Writer: Léona McClay
Directors: Sarah Wong and Ellie McCoy
Léona McClay’s dystopian play arrives like a shock to the system. Five young women, chosen for their intellectual prowess, live in a unit where time has been banned and where memory no longer exists. Each day runs the same. And yet Bearable Sequence is full of surprises, right down to its final scene.
Seemingly inspired by The Handmaid’s Tale dystopian future, there are also flashes of Agatha Christie’s And Then There Were None when one woman (Beatriz Do Ó’s Be) disappears from the unit in the middle of the night. However, McClay constantly resists expectations and is careful never to give away too much information, keeping the audience guessing for the whole of the 90-minute running time. Tension also comes from Beckett Gray’s inventive lighting design and from Bonnie Diver’s ominous music, both creating a dark and chilling world. It’s so refreshing to see a play that refuses to squander its atmosphere for laughs.
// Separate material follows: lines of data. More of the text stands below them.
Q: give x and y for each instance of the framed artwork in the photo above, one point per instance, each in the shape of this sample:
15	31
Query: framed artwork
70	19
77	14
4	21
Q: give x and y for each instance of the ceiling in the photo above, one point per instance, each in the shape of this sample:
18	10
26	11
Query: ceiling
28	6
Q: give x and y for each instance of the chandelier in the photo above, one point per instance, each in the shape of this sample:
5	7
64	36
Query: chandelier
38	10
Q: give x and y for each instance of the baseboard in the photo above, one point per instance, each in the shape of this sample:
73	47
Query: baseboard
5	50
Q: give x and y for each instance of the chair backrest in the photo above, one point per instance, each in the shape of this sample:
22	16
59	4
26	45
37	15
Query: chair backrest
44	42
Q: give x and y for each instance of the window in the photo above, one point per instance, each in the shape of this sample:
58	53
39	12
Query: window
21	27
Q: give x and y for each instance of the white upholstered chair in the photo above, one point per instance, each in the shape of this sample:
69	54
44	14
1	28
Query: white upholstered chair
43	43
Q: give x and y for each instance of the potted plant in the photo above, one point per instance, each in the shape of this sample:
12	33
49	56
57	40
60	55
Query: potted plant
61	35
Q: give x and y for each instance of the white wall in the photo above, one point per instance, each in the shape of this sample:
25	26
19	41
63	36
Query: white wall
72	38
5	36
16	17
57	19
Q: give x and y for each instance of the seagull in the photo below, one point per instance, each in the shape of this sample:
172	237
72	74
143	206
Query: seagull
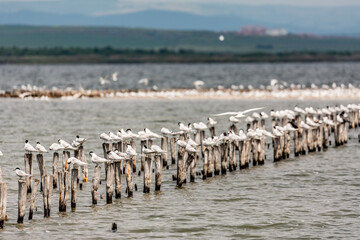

McClay also performs the role of the main protagonist Ro, who challenges the tenets of her “education” provided by the sinister Ma (Katy Slater). Ro questions the strict rigmarole of maths, where numbers must form a pattern and of literature, where stories should reveal moral lessons. She sees other sequences and, in fourth wall-breaking scenes, challenges the audience not to be complacent about the stories it is told.
Her friend Em (Gigi Downey) is punished for daring to believe that gender is not related to biology – an issue even more relevant since the recent ruling by the UK Supreme Court that trans women are not women. Must she, too, be removed from the programme? Alhena Al-Ali Douglas’s Su is brainwashed into duplicity, while new recruit Fi (Lydia Whitehead) is full of good intentions, refusing to forget the women who have disappeared.
Drinking grey gunk as rehydration and eating bags of brown rice that they begin to suspect is full of chemicals to erase their memories, the women have no idea what their purpose is within – and without – the unit. However, Su remembers more than she lets on, while Ro is haunted by a pop melody she thought her mother once sang to her. The girls’ hesitant rendition of My Girl is one of the few times that light enters Bearable Sequence’s bleak aesthetic.
Never laying it on too thick, McClay’s play works, of course, as a metaphor for how women are treated in the current age. Ro’s anguished plea for the audience to act is reminiscent of Effie’s final, powerful speech in Gary Owen’s Iphigenia in Splott, where she calls out the Government for its swingeing austerity cuts. McClay’s targets are broader and less tangible, but still as frightening. Her play is brave and vital and deserves a longer run.